Suite à cela, quelque 60 chaînes ont opté pour des arrangements alternatifs. Elles se sont associées pour constituer le British Sign Language Broadcasting Trust (www.bslbt.co.uk), qui finance la production d’émissions présentées en langue des Signes qui sont diffusées sur la chaîne Récemment, l’Ofcom a passé en revue ces arrangements, et constaté que tant le public que les éditeurs souhaitent leur maintien.
Audio description
En 2005, il n’existait qu’un seul type de décodeur spécialisé qui permettait aux gens de recevoir l’audio description sur les chaînes de la TNT. L’audio description n’était que très faiblement présente sur le satellite, et complètement absente du câble.
L’Ofcom a travaillé en partenariat étroit avec les distributeurs de programmes par satellite et par câble, de sorte qu’ils ont pu offrir l’audio description à leurs abonnés au moyen des décodeurs existants.

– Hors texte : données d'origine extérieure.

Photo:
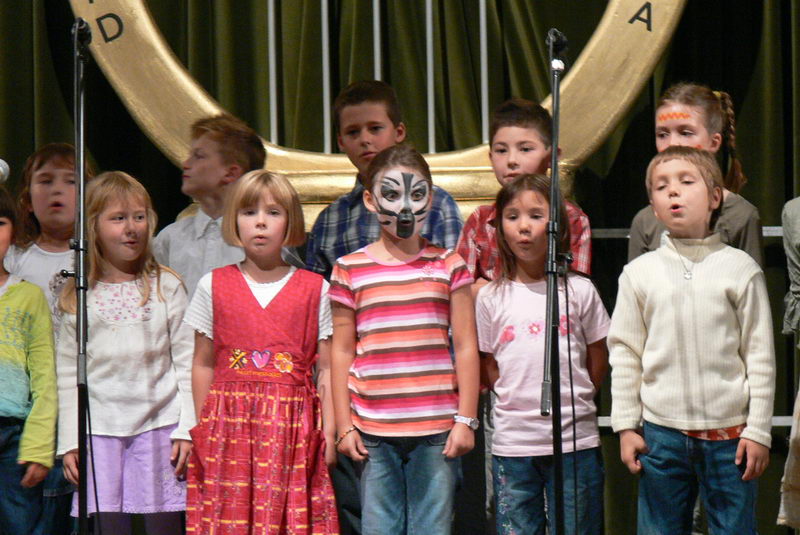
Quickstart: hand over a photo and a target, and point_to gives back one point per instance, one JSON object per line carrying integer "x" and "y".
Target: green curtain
{"x": 749, "y": 48}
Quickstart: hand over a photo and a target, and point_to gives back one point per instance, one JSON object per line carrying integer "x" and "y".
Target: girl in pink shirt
{"x": 510, "y": 315}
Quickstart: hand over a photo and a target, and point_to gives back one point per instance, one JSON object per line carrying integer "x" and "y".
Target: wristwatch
{"x": 472, "y": 423}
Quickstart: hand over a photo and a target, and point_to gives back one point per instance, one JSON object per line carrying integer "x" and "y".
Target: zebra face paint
{"x": 402, "y": 200}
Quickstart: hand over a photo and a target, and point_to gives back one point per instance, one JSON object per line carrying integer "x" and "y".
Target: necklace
{"x": 687, "y": 273}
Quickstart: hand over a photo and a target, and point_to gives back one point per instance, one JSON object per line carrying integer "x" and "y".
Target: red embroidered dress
{"x": 258, "y": 460}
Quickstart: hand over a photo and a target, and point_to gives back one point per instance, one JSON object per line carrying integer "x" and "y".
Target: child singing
{"x": 259, "y": 462}
{"x": 402, "y": 407}
{"x": 510, "y": 314}
{"x": 138, "y": 366}
{"x": 692, "y": 357}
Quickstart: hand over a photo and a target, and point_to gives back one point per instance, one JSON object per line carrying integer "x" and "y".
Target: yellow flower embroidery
{"x": 283, "y": 362}
{"x": 237, "y": 359}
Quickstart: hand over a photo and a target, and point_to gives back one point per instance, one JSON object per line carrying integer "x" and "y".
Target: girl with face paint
{"x": 399, "y": 399}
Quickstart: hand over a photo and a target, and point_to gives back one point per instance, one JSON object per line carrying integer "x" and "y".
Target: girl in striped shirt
{"x": 403, "y": 408}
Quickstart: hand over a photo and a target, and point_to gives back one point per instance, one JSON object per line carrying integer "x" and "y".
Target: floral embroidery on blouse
{"x": 283, "y": 362}
{"x": 122, "y": 301}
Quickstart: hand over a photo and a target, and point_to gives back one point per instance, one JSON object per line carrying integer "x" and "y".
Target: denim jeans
{"x": 407, "y": 485}
{"x": 521, "y": 484}
{"x": 673, "y": 470}
{"x": 20, "y": 507}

En deux ans, des récepteurs TNT compatibles avec l’audio description sont apparus, et sont à présent intégrés à de nombreux téléviseurs numériques.
En 2008, l’Ofcom a lancé une vaste campagne destinée à promouvoir l’audio description auprès de ses potentiels bénéficiaires et de leurs proches. Durant 6 semaines, plus de 70 chaînes y ont pris part, en produisant et en diffusant des spots expliquant les avantages de l’audio description et comment y accéder.
A l’heure actuelle, la plupart des chaînes adapte 10% ou plus de ses programmes en audio description. Fin 2009, l’Ofcom a organisé une consultation publique sur l’opportunité de demander au Gouvernement d’accroître l’objectif d’audio description de 10 à 20%, et le cas échéant, sur combien de chaînes. L’Ofcom est actuellement en train d’analyser les contributions reçues et prévoit de transmettre son rapport au Gouvernement dans les semaines qui viennent.
La suite ?
Avec l’essor des services à la demande, des appels ont été lancés de toutes parts pour que ces services proposent des versions accessibles aux téléspectateurs. En accord avec la directive européenne Services de Médias Audiovisuels, l’Ofcom a encouragé les éditeurs de services de vidéo à la demande d’envisager des mesures d’accessibilité. La BBC propose déjà du sous-titrage, de la traduction gestuelle et de l’audio description pour ses services à la demande, et d’autres opérateurs de service public devraient rapidement suivre le pas.